You may have seen some of these images of this year’s Reading and Leeds line ups floating around the internet over the past few months. The first is what the poster would look like if there were no male-only bands and artists on the line up:
This to me is shocking, but not surprising. Last year a whopping 16 year precedent was broken by Hayley Williams of Paramore being the first female headliner in the festival’s history; and even then the female-fronted band were only co-headliners, sharing the honour with Queens of the Stone Age.
So why are women being so dramatically underrepresented in festival line ups? Because it isn’t just Reading and Leeds. Across the broad spectrum of UK festivals, men dominate the majority of line ups.
Some would have you think that it’s because in the rock and indie scene, the genre Reading and Leeds cater for, there just aren’t many female acts. This could not be further from the truth. I could use the rest of the space in this article listing all of the talented female performers that are playing music right now who would fit in perfectly at any rock festival.
Luckily someone has done it for me, and put together this poster of what the line up would look like if it only had all-female acts or bands with females in, and it looks pretty freakin’ cool to me:
It is true to say that particularly in the rock scene women find it harder to make it, but that path is being paved and trodden on more and more these days. Just look at the likes of all-female band Haim, or Blood Red Shoes, or Chvrches, or Lucy Rose, Tonight Alive, Laura Marling, Halestorm, War Paint, Pvris… The list goes on.
Reading and Leeds act booker Jon Mac told the Telegraph last year that “[there is] a historical precedent that needs to change.
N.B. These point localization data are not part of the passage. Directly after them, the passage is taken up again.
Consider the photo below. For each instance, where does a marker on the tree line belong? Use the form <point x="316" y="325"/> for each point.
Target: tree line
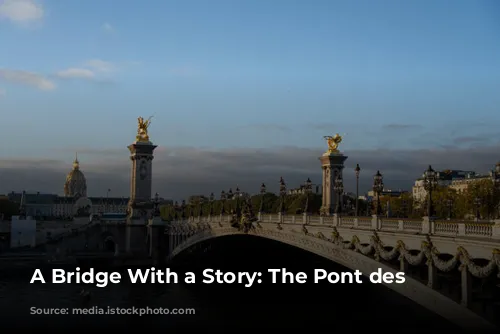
<point x="478" y="199"/>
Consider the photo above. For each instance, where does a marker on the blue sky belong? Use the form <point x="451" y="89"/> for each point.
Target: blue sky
<point x="74" y="75"/>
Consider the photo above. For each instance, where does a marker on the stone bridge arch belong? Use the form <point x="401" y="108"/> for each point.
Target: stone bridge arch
<point x="319" y="245"/>
<point x="108" y="241"/>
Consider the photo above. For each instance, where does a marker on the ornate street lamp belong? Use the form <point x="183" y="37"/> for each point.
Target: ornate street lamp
<point x="357" y="170"/>
<point x="378" y="187"/>
<point x="212" y="199"/>
<point x="430" y="183"/>
<point x="308" y="186"/>
<point x="157" y="204"/>
<point x="263" y="191"/>
<point x="183" y="209"/>
<point x="477" y="205"/>
<point x="176" y="210"/>
<point x="223" y="201"/>
<point x="495" y="177"/>
<point x="237" y="194"/>
<point x="338" y="187"/>
<point x="404" y="207"/>
<point x="282" y="195"/>
<point x="449" y="204"/>
<point x="200" y="210"/>
<point x="308" y="191"/>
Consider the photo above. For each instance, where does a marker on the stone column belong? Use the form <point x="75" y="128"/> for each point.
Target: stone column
<point x="332" y="164"/>
<point x="140" y="206"/>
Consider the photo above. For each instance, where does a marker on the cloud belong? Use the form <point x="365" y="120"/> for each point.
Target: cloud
<point x="266" y="127"/>
<point x="100" y="65"/>
<point x="90" y="70"/>
<point x="27" y="78"/>
<point x="182" y="171"/>
<point x="183" y="71"/>
<point x="108" y="28"/>
<point x="397" y="126"/>
<point x="21" y="11"/>
<point x="81" y="73"/>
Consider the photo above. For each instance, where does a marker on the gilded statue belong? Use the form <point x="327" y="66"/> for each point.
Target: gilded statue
<point x="333" y="143"/>
<point x="142" y="129"/>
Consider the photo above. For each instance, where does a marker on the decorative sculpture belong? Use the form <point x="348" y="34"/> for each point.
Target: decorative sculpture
<point x="142" y="129"/>
<point x="333" y="143"/>
<point x="244" y="222"/>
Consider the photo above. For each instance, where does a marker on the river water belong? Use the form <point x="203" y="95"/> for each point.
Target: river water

If you look at aspiring musicians in the past, particularly in the rock, indie and dance worlds, there were more boys than girls trying to make a go of it and therefore more breaking through. Things need to and I believe are changing.”
And Melvin Benn, organiser of the twin festivals, said that “The idea that female bands are sidelined as a suggestion is just not there.”
How do festival organisers expect women to be inspired to get into music and continue breaking the mould if they don’t showcase all of this talent at their events?
And excuse me Melvin, but nine female acts out of over a hundred seems like sidelining to me.
Ladies in music are killing it right now, and festival-bookers, gig organisers and music magazine editors need to listen up and start showing them the respect they deserve.
[This is another thing I wrote for Her Campus a while ago but the email never got through.. Or maybe I’m just being ignored, who knows?]